Sejarawan James Carter menulis di The China Project pada suatu hari di musim dingin tahun 1431 di Nanjing, Laksamana Cheng Ho berdiri di dek kapal andalannya memimpin armada kapal untuk melakukan pelayaran. Itu adalah sesuatu yang telah dia lakukan selama 30 tahun, tetapi ini akan menjadi perjalanan terakhirnya.
Saat ini para peneliti sejarah Tiongkok suka membahas tentang laksamana Tiongkok yang paling terkenal itu dan pelayarannya yang terkenal. Mereka juga membahas mengapa pelayaran-pelayaran tersebut kurang sesuai daripada yang sering digambarkan.
Berangkat pada tahun 1431, Cheng Ho telah mencapai usia 60 tahun, usia untuk refleksi serius.
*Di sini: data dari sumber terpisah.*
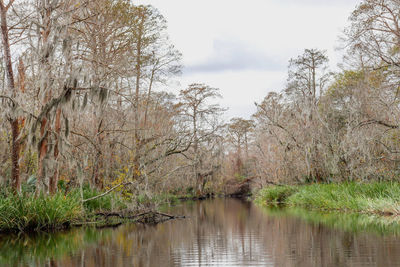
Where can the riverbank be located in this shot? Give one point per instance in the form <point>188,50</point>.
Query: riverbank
<point>381,198</point>
<point>27,212</point>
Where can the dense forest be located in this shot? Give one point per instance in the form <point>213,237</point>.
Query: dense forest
<point>82,104</point>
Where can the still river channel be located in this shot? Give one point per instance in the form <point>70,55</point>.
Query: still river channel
<point>219,232</point>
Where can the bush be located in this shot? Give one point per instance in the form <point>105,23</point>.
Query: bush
<point>27,212</point>
<point>377,197</point>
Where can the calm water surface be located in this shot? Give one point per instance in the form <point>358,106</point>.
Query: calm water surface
<point>221,232</point>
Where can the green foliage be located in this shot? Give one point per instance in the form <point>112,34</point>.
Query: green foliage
<point>350,222</point>
<point>109,202</point>
<point>372,198</point>
<point>27,212</point>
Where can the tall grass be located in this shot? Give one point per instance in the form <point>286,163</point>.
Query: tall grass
<point>29,213</point>
<point>377,197</point>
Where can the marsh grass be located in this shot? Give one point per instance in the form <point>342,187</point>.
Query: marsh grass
<point>373,198</point>
<point>26,212</point>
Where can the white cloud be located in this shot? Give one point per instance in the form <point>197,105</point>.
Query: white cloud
<point>235,44</point>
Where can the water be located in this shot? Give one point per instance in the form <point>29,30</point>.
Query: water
<point>221,232</point>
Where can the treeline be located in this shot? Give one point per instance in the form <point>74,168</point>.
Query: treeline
<point>330,127</point>
<point>79,105</point>
<point>82,103</point>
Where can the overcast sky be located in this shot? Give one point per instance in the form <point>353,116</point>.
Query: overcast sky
<point>243,47</point>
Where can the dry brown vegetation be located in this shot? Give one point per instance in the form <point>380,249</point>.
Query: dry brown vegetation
<point>79,104</point>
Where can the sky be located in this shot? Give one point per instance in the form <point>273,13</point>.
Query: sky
<point>243,47</point>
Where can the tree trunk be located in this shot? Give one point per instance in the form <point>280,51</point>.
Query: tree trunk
<point>15,146</point>
<point>54,179</point>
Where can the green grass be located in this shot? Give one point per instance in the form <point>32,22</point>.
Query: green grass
<point>372,198</point>
<point>349,222</point>
<point>23,213</point>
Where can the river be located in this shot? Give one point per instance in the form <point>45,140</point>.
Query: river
<point>219,232</point>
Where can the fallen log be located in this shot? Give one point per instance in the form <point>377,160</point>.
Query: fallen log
<point>147,217</point>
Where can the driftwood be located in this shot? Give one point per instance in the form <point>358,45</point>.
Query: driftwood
<point>147,217</point>
<point>107,192</point>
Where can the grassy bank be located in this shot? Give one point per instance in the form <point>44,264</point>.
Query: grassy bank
<point>371,198</point>
<point>26,212</point>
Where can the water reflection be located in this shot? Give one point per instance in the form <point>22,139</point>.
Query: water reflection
<point>218,233</point>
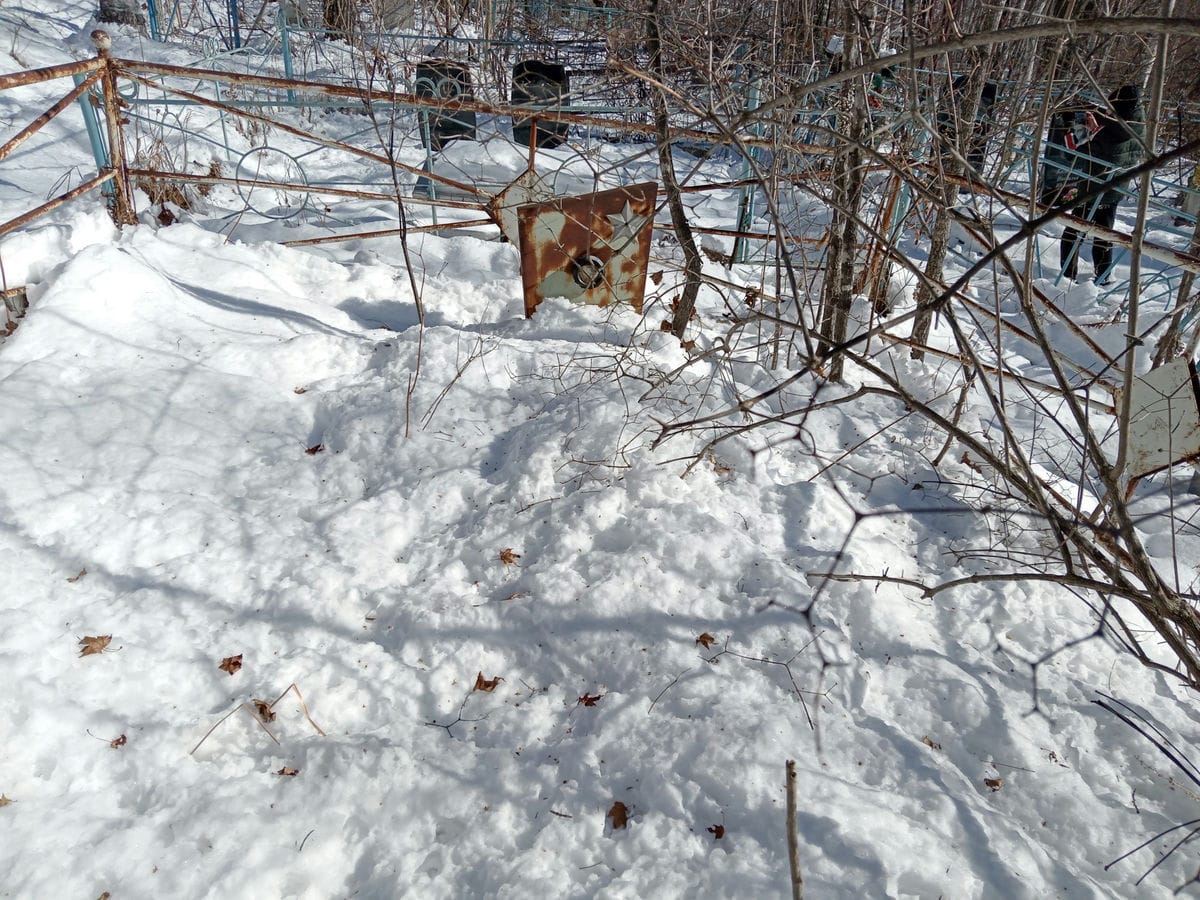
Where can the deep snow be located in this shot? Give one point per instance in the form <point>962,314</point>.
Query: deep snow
<point>157,409</point>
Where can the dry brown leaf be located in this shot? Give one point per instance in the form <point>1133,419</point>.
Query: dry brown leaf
<point>619,815</point>
<point>264,711</point>
<point>94,643</point>
<point>486,684</point>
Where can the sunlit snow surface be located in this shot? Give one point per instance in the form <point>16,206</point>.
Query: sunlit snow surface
<point>215,447</point>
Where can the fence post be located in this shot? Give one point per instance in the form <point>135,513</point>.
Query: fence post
<point>121,201</point>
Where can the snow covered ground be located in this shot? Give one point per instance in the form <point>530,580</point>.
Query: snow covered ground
<point>502,611</point>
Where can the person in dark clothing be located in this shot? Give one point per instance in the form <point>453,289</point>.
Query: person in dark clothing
<point>1089,151</point>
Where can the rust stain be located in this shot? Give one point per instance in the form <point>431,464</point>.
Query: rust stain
<point>592,249</point>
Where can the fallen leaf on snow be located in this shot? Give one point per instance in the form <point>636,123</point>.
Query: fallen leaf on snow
<point>619,815</point>
<point>264,711</point>
<point>94,643</point>
<point>486,684</point>
<point>718,467</point>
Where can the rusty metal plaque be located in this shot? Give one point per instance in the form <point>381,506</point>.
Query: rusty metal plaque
<point>529,187</point>
<point>1164,421</point>
<point>592,249</point>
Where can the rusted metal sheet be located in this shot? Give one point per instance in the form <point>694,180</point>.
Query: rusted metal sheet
<point>527,189</point>
<point>592,249</point>
<point>1164,420</point>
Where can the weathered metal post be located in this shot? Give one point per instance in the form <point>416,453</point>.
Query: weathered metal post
<point>121,199</point>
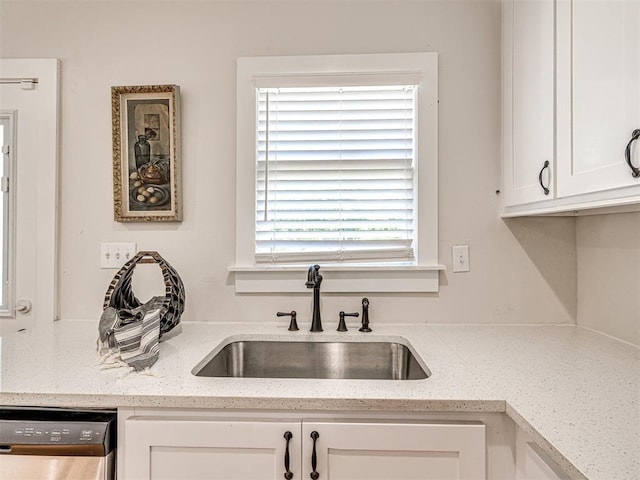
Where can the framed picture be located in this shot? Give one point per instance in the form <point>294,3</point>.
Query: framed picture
<point>146,153</point>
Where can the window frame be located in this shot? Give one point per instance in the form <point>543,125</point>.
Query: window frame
<point>7,271</point>
<point>253,72</point>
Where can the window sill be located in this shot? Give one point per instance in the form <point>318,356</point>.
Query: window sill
<point>339,279</point>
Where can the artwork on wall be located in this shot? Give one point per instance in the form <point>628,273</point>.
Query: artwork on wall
<point>146,160</point>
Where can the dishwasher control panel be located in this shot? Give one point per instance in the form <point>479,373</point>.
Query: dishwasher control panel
<point>62,431</point>
<point>26,432</point>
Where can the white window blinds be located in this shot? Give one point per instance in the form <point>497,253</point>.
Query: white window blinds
<point>335,174</point>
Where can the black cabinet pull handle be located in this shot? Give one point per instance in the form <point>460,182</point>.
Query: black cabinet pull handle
<point>288,475</point>
<point>544,189</point>
<point>314,458</point>
<point>635,171</point>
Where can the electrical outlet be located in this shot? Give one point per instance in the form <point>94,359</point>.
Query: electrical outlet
<point>460,257</point>
<point>114,255</point>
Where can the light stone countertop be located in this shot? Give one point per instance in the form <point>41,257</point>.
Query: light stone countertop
<point>575,391</point>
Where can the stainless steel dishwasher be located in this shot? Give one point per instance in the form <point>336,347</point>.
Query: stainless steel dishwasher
<point>57,444</point>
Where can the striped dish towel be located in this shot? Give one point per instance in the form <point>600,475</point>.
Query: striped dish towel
<point>134,334</point>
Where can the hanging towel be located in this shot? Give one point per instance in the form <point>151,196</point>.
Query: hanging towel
<point>132,335</point>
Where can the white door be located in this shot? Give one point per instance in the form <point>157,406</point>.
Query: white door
<point>383,451</point>
<point>529,116</point>
<point>598,95</point>
<point>199,448</point>
<point>34,108</point>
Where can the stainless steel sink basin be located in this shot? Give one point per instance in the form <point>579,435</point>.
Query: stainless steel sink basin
<point>291,359</point>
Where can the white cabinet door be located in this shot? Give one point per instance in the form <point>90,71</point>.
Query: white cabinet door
<point>598,95</point>
<point>399,451</point>
<point>197,448</point>
<point>529,96</point>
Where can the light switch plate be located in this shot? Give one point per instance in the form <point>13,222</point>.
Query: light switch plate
<point>114,255</point>
<point>460,258</point>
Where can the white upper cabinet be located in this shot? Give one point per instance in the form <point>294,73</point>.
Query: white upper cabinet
<point>529,117</point>
<point>572,98</point>
<point>600,103</point>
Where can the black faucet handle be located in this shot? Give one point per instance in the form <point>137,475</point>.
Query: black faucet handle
<point>293,325</point>
<point>342,325</point>
<point>365,316</point>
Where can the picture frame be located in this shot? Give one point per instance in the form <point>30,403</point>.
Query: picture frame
<point>146,153</point>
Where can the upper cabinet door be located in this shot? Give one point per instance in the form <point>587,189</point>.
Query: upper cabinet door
<point>598,95</point>
<point>529,93</point>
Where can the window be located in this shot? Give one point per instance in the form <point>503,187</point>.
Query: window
<point>335,175</point>
<point>6,209</point>
<point>29,100</point>
<point>337,165</point>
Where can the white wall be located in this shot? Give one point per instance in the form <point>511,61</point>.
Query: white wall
<point>523,271</point>
<point>609,274</point>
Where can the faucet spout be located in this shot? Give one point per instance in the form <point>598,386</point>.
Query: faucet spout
<point>314,280</point>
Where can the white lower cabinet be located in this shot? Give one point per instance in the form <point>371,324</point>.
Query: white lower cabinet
<point>199,447</point>
<point>399,451</point>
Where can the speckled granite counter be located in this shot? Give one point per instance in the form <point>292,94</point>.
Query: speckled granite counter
<point>576,392</point>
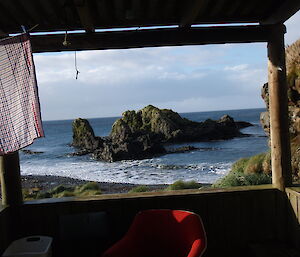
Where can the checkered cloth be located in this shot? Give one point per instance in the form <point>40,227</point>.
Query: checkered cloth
<point>20,118</point>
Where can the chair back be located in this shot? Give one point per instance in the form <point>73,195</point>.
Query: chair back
<point>171,233</point>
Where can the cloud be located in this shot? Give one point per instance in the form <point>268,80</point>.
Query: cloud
<point>186,78</point>
<point>293,32</point>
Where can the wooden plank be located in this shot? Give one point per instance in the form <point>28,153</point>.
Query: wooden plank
<point>284,11</point>
<point>192,11</point>
<point>150,38</point>
<point>279,126</point>
<point>85,15</point>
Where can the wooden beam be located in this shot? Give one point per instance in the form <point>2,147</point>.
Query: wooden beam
<point>283,12</point>
<point>150,38</point>
<point>85,15</point>
<point>193,10</point>
<point>11,187</point>
<point>278,107</point>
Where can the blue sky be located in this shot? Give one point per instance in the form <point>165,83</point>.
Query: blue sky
<point>185,79</point>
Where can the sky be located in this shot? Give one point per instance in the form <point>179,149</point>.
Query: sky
<point>184,79</point>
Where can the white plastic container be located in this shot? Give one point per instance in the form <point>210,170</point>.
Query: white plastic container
<point>32,246</point>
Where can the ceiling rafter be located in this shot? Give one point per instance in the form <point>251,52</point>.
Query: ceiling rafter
<point>85,15</point>
<point>193,10</point>
<point>283,12</point>
<point>151,38</point>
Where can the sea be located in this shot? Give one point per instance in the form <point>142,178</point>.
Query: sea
<point>212,162</point>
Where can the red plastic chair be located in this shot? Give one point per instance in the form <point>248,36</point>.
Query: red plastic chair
<point>162,233</point>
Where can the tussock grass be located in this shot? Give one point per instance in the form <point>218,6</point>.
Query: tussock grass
<point>139,189</point>
<point>180,184</point>
<point>255,170</point>
<point>241,179</point>
<point>88,189</point>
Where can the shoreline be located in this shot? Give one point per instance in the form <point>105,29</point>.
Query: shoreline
<point>43,183</point>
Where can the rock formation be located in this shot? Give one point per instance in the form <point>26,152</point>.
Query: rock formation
<point>141,134</point>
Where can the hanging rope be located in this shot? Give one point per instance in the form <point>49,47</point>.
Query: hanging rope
<point>77,71</point>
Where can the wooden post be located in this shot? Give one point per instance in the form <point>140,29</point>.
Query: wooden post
<point>278,107</point>
<point>11,187</point>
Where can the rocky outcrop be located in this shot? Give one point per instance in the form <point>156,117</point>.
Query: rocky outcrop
<point>142,134</point>
<point>169,126</point>
<point>293,81</point>
<point>84,137</point>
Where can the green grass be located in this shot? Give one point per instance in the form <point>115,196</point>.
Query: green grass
<point>255,170</point>
<point>88,189</point>
<point>180,185</point>
<point>241,179</point>
<point>139,189</point>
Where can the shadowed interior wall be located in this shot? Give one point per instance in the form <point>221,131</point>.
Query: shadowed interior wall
<point>232,219</point>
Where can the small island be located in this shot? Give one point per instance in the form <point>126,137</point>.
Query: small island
<point>143,134</point>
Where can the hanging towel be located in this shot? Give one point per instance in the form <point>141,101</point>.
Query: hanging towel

Ini merupakan perjalanan yang tidak terduga dalam kehidupan yang dimulai pada tahun 1371 di Yunnan sebagai putra seorang pejabat kecil di dinasti Yuan yang terbunuh selama penaklukan Ming.
Ditangkap pada usia 10 tahun, Cheng Ho kecil dikebiri dan dimasukkan ke dalam dinas militer, sehingga memulai karier yang membawanya menjadi salah satu penasihat kaisar Ming yang paling tepercaya.
Pelindung Cheng Ho adalah kaisar ketiga, yang berkuasa dalam perang saudara selama tiga tahun. Mengklaim takhta dari keponakannya, kaisar Yongle yang baru bergerak cepat untuk membangun legitimasinya. Catatan pemerintahan singkat pendahulunya dihancurkan dan disensor.
Kaisar Yongle mulai memindahkan ibu kotanya sendiri, dari Nanjing ke basis dukungan politiknya di Beijing, yang akan bertahan selama 500 tahun. Secara internal, ia menyingkirkan saingan dan sekutunya; secara eksternal, dia mulai memproyeksikan kekuatan Dinasti Ming.
Secara khusus, Kaisar Yongle ingin memperluas pengaruh Tiongkok ke selatan. Kaisar Yongle memulainya melalui kampanye darat ke Yunnan dan Vietnam saat ini; dan pada awal abad ke-15 ia mulai mempersiapkan ekspedisi maritim yang akan meneruskan program ini.
Dimulai pada awal abad ke-15, Kaisar Yongle memerintahkan pembangunan armada besar. Statistiknya sangat banyak, terutama berbeda dengan pelayaran Eropa yang dimulai beberapa dekade kemudian.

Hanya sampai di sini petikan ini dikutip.